We have generated "omic" data that can now be used to construct an osteoblast-specific Wnt ligand-(co)receptor-target interaction network, which can be used to pinpoint how specific human alterations in receptor signaling affects signal transduction at the cellular level. This study provided new insights into the Wnt-signaling pathway in the context of bone metabolism and identified new potential pharmaceutical targets for the treatment of osteoporosis, fracture repair, and other bone-thinning disorders. Furthermore, we generated data that suggest that mice can be phenotyped based on their calcium-45 bone metabolic profiles within a 24-hour period, to determine changes in bone formation rates. It is possible to statistically distinguish high bone mass, low bone mass, and normal bone mass from each other, based on uptake, retention, or elimination of calcium-45 from bone. In addition, we have refined these methods to be able to detect bone and soft tissue differences in drug metabolism associated with bone anabolism via parathyroid hormone treatment. We have observed elevated calcium-45 excretion in urine, consistent with a report that documented transient hypercalcemia and hypercalcuria in response to parathyroid hormone treatment, even as we observe the elevated uptake of calcium-45 in bone, consistent with the anabolic properties of parathyroid hormone. We have also been able to link the metabolism of parathyroid hormone to reports of blunted response from parathyroid hormone treatment in SostKO mice. The ability to phenotype both bone metabolism and effects of drug treatment simultaneously with a single assay is a valuable tool for predicting drug responses in different genetic backgrounds, and can uncover phenotypes underlying metabolic differences. In the future, this type of rapid assay will allow screening for unknown bone metabolic disorders, and demonstrates the viability of such methods to screen human patients non-invasively to assess bone metabolism changes from disease or drug treatments.

References

  1. Trapnell, A., et al., "Differential gene and transcript expression analysis of RNA-seq experiments with TopHat and Cufflinks." Protoc. 7, 562 (2012).

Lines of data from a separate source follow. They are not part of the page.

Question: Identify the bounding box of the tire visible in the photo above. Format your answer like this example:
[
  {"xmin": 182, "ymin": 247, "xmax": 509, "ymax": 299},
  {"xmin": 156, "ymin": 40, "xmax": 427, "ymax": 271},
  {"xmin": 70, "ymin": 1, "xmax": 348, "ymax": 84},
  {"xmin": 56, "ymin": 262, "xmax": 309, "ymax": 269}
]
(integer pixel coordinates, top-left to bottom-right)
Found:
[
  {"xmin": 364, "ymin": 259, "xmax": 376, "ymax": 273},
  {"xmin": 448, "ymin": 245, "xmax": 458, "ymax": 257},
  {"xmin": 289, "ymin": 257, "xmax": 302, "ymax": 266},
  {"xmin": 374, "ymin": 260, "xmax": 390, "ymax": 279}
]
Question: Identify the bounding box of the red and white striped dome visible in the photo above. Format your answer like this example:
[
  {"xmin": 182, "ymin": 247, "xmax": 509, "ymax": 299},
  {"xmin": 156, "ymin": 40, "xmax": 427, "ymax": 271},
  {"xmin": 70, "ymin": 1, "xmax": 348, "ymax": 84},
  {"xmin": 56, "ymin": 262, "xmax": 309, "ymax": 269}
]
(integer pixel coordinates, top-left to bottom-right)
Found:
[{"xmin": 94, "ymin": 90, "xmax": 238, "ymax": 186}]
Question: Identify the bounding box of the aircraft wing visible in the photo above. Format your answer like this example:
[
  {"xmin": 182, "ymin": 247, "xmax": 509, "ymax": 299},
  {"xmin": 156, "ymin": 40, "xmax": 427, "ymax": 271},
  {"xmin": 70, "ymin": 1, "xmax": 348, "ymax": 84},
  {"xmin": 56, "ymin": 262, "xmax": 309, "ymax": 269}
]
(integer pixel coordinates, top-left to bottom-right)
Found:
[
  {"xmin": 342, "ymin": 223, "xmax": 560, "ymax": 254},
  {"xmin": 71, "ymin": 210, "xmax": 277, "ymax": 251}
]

  2. Ritchie, M. E., et al., "Limma powers differential expression analyses for RNA-sequencing and microarray studies." Nucleic Acids Res. 43(7), e47 (2015).
  3. Law, C. W., et al., "Voom: Precision weights unlock linear model analysis tools for RNA-seq read counts." Genome Biol. 15(2), R29 (2014).
  4. Chen, J., et al., "ToppGene Suite for gene list enrichment analysis and candidate gene prioritization." Nucleic Acids Res. 37 (2009). doi: 10.1093/nar/gkp427
  5. Baron, R., and M. Kneissel, "WNT signaling in bone homeostasis and disease: From human mutations to treatments." Nat. Med. 19,179 (2013).
  6. Hoeppner, L. H., F. J. Secreto, and J. J. Westendorf, "Wnt signaling as a therapeutic target for bone diseases." Expert. Opin. Ther. Targets 13(4), 485 (2009).